Join Queries
In relational databases, data is often spread across multiple tables to maintain normalization and reduce redundancy. To retrieve data that spans multiple tables, SQL provides the JOIN operation, which combines rows from two or more tables based on a related column between them.
The most common types of joins are:
- INNER JOIN
- LEFT JOIN (LEFT OUTER JOIN)
- RIGHT JOIN (RIGHT OUTER JOIN)
- FULL OUTER JOIN
- CROSS JOIN
- LATERAL JOIN
Example Setup
We’ll use the following two tables throughout the examples:
Table: students
| student_id | name | course_id |
|---|---|---|
| 1 | Alice | 101 |
| 2 | Bob | 102 |
| 3 | Charlie | NULL |
Table: courses
| course_id | course_name |
|---|---|
| 101 | Math |
| 102 | Science |
| 103 | History |
INNER JOIN
Definition: Returns only the rows that have matching values in both tables.
Query:
SELECT s.name, c.course_name
FROM students s
INNER JOIN courses c ON s.course_id = c.course_id;
Output:
| name | course_name |
|---|---|
| Alice | Math |
| Bob | Science |
Explanation:
Only Alice and Bob have matching course IDs in both tables.
Charlie is excluded because his course_id is NULL.
LEFT JOIN (LEFT OUTER JOIN)
Definition:
Returns all rows from the left table and the matched rows from the right table.
If there’s no match, the right side will contain NULL.
Query:
SELECT s.name, c.course_name
FROM students s
LEFT JOIN courses c ON s.course_id = c.course_id;
Output:
| name | course_name |
|---|---|
| Alice | Math |
| Bob | Science |
| Charlie | NULL |
Explanation:
All students are returned. For Charlie, there’s no course match, so course_name is NULL.
RIGHT JOIN (RIGHT OUTER JOIN)
Definition:
Returns all rows from the right table and the matched rows from the left table.

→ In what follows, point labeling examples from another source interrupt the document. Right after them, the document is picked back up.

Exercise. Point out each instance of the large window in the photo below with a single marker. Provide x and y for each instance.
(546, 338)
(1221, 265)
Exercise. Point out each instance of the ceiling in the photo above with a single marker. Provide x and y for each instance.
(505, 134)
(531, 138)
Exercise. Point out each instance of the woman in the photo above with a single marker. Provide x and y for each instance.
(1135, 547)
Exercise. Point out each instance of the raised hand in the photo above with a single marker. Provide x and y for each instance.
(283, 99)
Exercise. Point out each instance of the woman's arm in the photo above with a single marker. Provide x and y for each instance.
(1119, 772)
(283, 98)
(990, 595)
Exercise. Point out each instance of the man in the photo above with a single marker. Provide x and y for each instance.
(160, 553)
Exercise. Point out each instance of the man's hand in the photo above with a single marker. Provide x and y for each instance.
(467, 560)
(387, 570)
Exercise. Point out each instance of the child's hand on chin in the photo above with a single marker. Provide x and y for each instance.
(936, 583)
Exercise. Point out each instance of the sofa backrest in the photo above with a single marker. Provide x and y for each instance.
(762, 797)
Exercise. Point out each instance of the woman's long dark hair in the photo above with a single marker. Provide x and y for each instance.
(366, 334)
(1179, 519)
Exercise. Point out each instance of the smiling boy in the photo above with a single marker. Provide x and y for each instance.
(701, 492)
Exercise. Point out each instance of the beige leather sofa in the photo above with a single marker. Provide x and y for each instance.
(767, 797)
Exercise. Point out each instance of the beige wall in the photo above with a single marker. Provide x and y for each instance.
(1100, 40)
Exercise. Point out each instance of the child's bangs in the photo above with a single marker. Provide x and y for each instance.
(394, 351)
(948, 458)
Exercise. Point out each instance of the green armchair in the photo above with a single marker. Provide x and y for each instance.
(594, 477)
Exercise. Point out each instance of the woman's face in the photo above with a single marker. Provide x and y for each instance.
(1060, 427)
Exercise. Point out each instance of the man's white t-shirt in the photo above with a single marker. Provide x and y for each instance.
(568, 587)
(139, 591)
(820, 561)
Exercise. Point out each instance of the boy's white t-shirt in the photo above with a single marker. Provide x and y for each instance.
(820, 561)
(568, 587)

If there’s no match, the left side will contain NULL.
Query:
SELECT s.name, c.course_name
FROM students s
RIGHT JOIN courses c ON s.course_id = c.course_id;
Output:
| name | course_name |
|---|---|
| Alice | Math |
| Bob | Science |
| NULL | History |
Explanation:
All courses are returned. The “History” course has no enrolled student, so name is NULL.
FULL OUTER JOIN
Definition:
Returns all rows from both tables.
If there’s no match, unmatched columns will contain NULL.
Query:
SELECT s.name, c.course_name
FROM students s
FULL OUTER JOIN courses c ON s.course_id = c.course_id;
Output:
| name | course_name |
|---|---|
| Alice | Math |
| Bob | Science |
| Charlie | NULL |
| NULL | History |
Explanation: Combines results of both LEFT and RIGHT joins.
Note:
MySQL doesn’t support FULL OUTER JOIN natively.
To emulate it, you can use UNION:
SELECT s.name, c.course_name
FROM students s
LEFT JOIN courses c ON s.course_id = c.course_id
UNION
SELECT s.name, c.course_name
FROM students s
RIGHT JOIN courses c ON s.course_id = c.course_id;
CROSS JOIN
Definition: Produces a Cartesian product of both tables — every row from the first table is combined with every row from the second table.
Query:
SELECT s.name, c.course_name
FROM students s
CROSS JOIN courses c;
Output:
| name | course_name |
|---|---|
| Alice | Math |
| Alice | Science |
| Alice | History |
| Bob | Math |
| Bob | Science |
| Bob | History |
| Charlie | Math |
| Charlie | Science |
| Charlie | History |
Explanation: Every student-course combination is returned.
LATERAL JOIN (PostgreSQL & SQL Server)
Definition:
A LATERAL JOIN allows a subquery in the FROM clause to reference columns from preceding tables in the same FROM clause.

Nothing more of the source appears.